Una novità sconvolgente, un approccio molto difficile da concepire per la mente di un giudeo dell’epoca. Maneggiare il sangue era assolutamente proibito per gli ebrei. Il sangue era la vita. Il sangue era di Dio. Ma appunto Gesù stava dicendo che scopo della sua nuova alleanza era favorire la vita. La sua proposta diviene vitale. Giustamente Gesù si appoggia a qualcosa che ha a che fare con quello che ci mantiene in vita. Prende il pane e il vino e gli dà un nuovo significato. Prende il cibo perché nel momento in cui dirà «fate questo in memoria di me» vuole essere sicuro che ce ne possiamo veramente ricordare. Il cibo è una realtà per noi quotidiana. «Dacci oggi il nostro pane quotidiano» aveva insegnato a pregare. Ogni giorno abbiamo da chiedere il pane. Ora questo pane diventa qualcosa di nuovo. Diventa il suo stesso corpo. E il vino diventa il suo sangue. Dopo qualche ora quel corpo sarebbe stato offerto per noi, e quel sangue sarebbe stato versato,  anch’esso  per noi. Ma quel corpo e quel sangue potranno essere offerti ogni giorno. Anche oggi. Per ciascuno di noi, per averli nel momento in cui ne abbiamo bisogno. 

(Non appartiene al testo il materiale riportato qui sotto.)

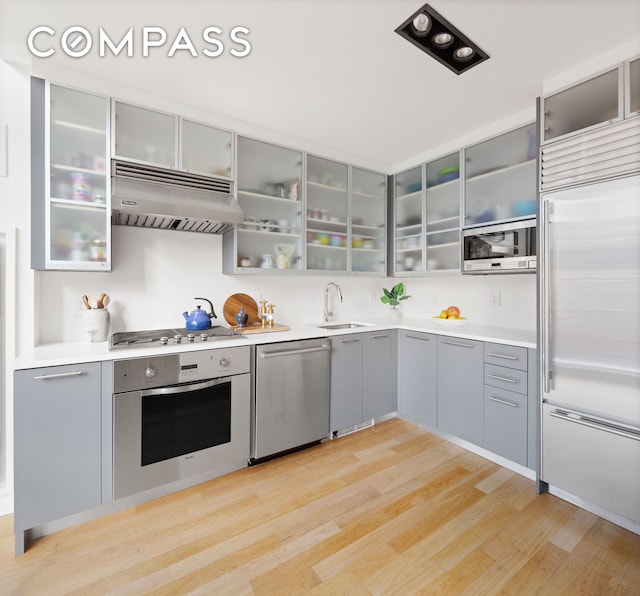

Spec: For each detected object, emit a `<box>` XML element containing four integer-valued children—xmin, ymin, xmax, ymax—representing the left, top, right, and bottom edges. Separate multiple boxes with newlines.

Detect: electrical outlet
<box><xmin>75</xmin><ymin>300</ymin><xmax>87</xmax><ymax>317</ymax></box>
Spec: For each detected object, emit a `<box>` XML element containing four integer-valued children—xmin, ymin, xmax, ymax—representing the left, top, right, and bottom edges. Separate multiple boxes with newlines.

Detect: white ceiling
<box><xmin>0</xmin><ymin>0</ymin><xmax>640</xmax><ymax>172</ymax></box>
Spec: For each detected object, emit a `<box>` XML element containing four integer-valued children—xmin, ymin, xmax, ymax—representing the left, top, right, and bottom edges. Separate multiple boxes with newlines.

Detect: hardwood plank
<box><xmin>0</xmin><ymin>419</ymin><xmax>640</xmax><ymax>596</ymax></box>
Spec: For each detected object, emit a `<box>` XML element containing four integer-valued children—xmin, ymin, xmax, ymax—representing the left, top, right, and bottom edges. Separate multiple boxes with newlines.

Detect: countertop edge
<box><xmin>9</xmin><ymin>318</ymin><xmax>537</xmax><ymax>370</ymax></box>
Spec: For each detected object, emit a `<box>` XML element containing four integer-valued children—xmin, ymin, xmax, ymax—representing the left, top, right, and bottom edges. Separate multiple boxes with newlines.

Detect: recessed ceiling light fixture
<box><xmin>396</xmin><ymin>4</ymin><xmax>489</xmax><ymax>74</ymax></box>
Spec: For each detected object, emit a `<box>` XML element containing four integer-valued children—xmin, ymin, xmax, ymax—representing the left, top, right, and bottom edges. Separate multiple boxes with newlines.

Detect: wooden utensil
<box><xmin>222</xmin><ymin>294</ymin><xmax>260</xmax><ymax>327</ymax></box>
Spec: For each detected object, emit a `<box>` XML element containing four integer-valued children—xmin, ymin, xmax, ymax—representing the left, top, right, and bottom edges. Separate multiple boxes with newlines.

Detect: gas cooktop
<box><xmin>109</xmin><ymin>325</ymin><xmax>241</xmax><ymax>350</ymax></box>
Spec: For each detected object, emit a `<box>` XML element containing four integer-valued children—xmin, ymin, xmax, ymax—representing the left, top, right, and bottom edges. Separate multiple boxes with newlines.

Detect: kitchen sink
<box><xmin>318</xmin><ymin>323</ymin><xmax>368</xmax><ymax>329</ymax></box>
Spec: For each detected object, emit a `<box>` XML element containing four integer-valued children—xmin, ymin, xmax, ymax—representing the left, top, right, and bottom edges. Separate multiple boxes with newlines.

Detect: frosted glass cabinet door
<box><xmin>463</xmin><ymin>123</ymin><xmax>538</xmax><ymax>226</ymax></box>
<box><xmin>235</xmin><ymin>137</ymin><xmax>303</xmax><ymax>272</ymax></box>
<box><xmin>114</xmin><ymin>101</ymin><xmax>177</xmax><ymax>168</ymax></box>
<box><xmin>351</xmin><ymin>167</ymin><xmax>387</xmax><ymax>274</ymax></box>
<box><xmin>393</xmin><ymin>166</ymin><xmax>424</xmax><ymax>275</ymax></box>
<box><xmin>32</xmin><ymin>79</ymin><xmax>111</xmax><ymax>271</ymax></box>
<box><xmin>307</xmin><ymin>155</ymin><xmax>349</xmax><ymax>271</ymax></box>
<box><xmin>181</xmin><ymin>119</ymin><xmax>232</xmax><ymax>178</ymax></box>
<box><xmin>543</xmin><ymin>68</ymin><xmax>621</xmax><ymax>142</ymax></box>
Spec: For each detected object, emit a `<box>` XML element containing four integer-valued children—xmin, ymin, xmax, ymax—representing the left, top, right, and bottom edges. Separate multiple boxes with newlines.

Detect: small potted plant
<box><xmin>380</xmin><ymin>282</ymin><xmax>411</xmax><ymax>310</ymax></box>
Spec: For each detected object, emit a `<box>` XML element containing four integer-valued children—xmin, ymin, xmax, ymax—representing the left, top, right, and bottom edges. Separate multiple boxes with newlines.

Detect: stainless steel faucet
<box><xmin>323</xmin><ymin>281</ymin><xmax>342</xmax><ymax>323</ymax></box>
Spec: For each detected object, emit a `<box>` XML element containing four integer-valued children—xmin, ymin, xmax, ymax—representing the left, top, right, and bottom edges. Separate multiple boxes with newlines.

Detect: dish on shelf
<box><xmin>513</xmin><ymin>199</ymin><xmax>538</xmax><ymax>217</ymax></box>
<box><xmin>438</xmin><ymin>166</ymin><xmax>460</xmax><ymax>184</ymax></box>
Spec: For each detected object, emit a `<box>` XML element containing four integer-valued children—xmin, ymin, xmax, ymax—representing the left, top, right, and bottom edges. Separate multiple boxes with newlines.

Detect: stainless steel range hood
<box><xmin>111</xmin><ymin>159</ymin><xmax>244</xmax><ymax>234</ymax></box>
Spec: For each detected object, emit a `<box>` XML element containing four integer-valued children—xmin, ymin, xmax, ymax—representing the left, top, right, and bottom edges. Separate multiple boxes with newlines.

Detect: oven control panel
<box><xmin>113</xmin><ymin>346</ymin><xmax>250</xmax><ymax>393</ymax></box>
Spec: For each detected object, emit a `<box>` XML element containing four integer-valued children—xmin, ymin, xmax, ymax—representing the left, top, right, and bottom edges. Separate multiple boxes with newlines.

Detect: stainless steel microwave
<box><xmin>462</xmin><ymin>219</ymin><xmax>537</xmax><ymax>273</ymax></box>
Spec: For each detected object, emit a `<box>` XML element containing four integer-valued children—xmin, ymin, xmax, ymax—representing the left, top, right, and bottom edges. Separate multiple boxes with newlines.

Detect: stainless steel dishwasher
<box><xmin>249</xmin><ymin>338</ymin><xmax>331</xmax><ymax>465</ymax></box>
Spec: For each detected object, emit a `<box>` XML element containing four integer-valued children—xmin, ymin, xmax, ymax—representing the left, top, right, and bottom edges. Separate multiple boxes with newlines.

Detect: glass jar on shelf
<box><xmin>32</xmin><ymin>78</ymin><xmax>111</xmax><ymax>271</ymax></box>
<box><xmin>231</xmin><ymin>137</ymin><xmax>302</xmax><ymax>272</ymax></box>
<box><xmin>394</xmin><ymin>166</ymin><xmax>424</xmax><ymax>275</ymax></box>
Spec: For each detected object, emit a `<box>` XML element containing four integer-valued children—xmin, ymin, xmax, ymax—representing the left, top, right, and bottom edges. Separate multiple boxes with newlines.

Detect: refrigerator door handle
<box><xmin>549</xmin><ymin>410</ymin><xmax>640</xmax><ymax>441</ymax></box>
<box><xmin>540</xmin><ymin>199</ymin><xmax>551</xmax><ymax>393</ymax></box>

Quel cibo da gustare continuamente in ricordo di lui è un invito a prenderlo sul serio fino a farlo diventare parte di noi. Al nostro Dio non bastava essere diventato uno di noi, ma trova poi il modo di poter entrare dentro ciascuno di noi con qualcosa che dà vita e forza. Quale immagine migliore per comunicarci che lui è la fonte di quanto ci tiene in piedi. Tra quello di cui dobbiamo nutrirci c’è lui. C’è anche lui. Nella nostra dieta ideale dovremmo tenerne conto, tenendolo più indispensabile di carboidrati e proteine. Mangiare di lui vuol dire infatti avere la possibilità di diventare come lui. Qualsiasi sia quello che mangiamo ci trasforma. Se ci nutriamo di cose sostanziose diventiamo forti; se ci nutriamo di cose gustose diventiamo persone che sanno condire bene la propria vita; se ci nutriamo di cose sane diventiamo persone che sviluppano i giusti anticorpi; se ci nutriamo di lui impariamo a tirare fuori quanto più possibile la nostra immagine e somiglianza con lui. Fino al momento in cui la comunione con lui sarà piena. Gesù anticipa infatti che questo mistero troverà il suo compimento nel regno, dove lui sarebbe tornato a gustare del frutto della vita, ricordandoci però che tutto comincia in questo mondo, dove noi impariamo a gestire le cose del suo regno che ci vengono affidate.